In this research, we explore a variety of ultra low-power DSP techniques for wearable biomedical devices. A blend of feature engineering and machine learning algorithms are employed and evaluated within the context of real-time classification applications. The evaluation is based on two major criteria: 1. classification accuracy and 2. algorithmic complexity (computation, memory, latency). Currently, two case studies are being explored. The first case study is the detection of seizures for epileptic patients using multi-physiological signals in an ambulatory setting. The second case study is an assistive technology that enables a user to interactive with their surroundings using a tongue-driven interface.

We explore the use of deep neural networks (DNN) for embedded big data applications. Deep neural networks have been demonstrated to outperform state-of-the-art solutions for a variety of complex classification tasks, such as image recognition. The ability to train networks to both perform feature abstraction and classification provides a number of key benefits. One key benefit is that it reduces the burden of the developer to produce efficient, optimal feature engineering, which typically requires expert domain-knowledge and significant time. A second key benefit is that the network’s complexity can be adjusted to achieve desired accuracy performance. Despite these benefits, DNNs have yet to be fully realized in an embedded setting.

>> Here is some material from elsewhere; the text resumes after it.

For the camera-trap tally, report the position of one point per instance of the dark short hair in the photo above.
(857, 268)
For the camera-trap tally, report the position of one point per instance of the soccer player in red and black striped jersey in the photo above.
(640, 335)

In this research, we explore novel architecture optimizations and develop optimal static mappings for neural networks onto highly parallel, highly granular hardware processors such as CPUs, many-cores, embedded GPUs, FPGAs, and ASIC.

LESS framework is adopted to accelerate Big Data processing on Hardware Platforms. LESS can achieve reduction in data communications up to 67%, while achieving 3.81dB Signal to Reconstruction Error Rate. LESS framework has been applied to Face Detection, Objects and Scenes identification, Text analysis and Bio-medical applications. Integration of LESS framework with Hadoop MapReduce Platform shows that, it achieves 46% reduction in data transfers with very low execution overhead of 0.11% and negligible energy overhead of 0.001% when tested for 50,000 number of image.

The goal of this research is to design a real-time Trojan detection framework for a custom Many-Core by using an effective method such that it has minimal hardware overhead and implementation complexity with a very high accuracy of detection.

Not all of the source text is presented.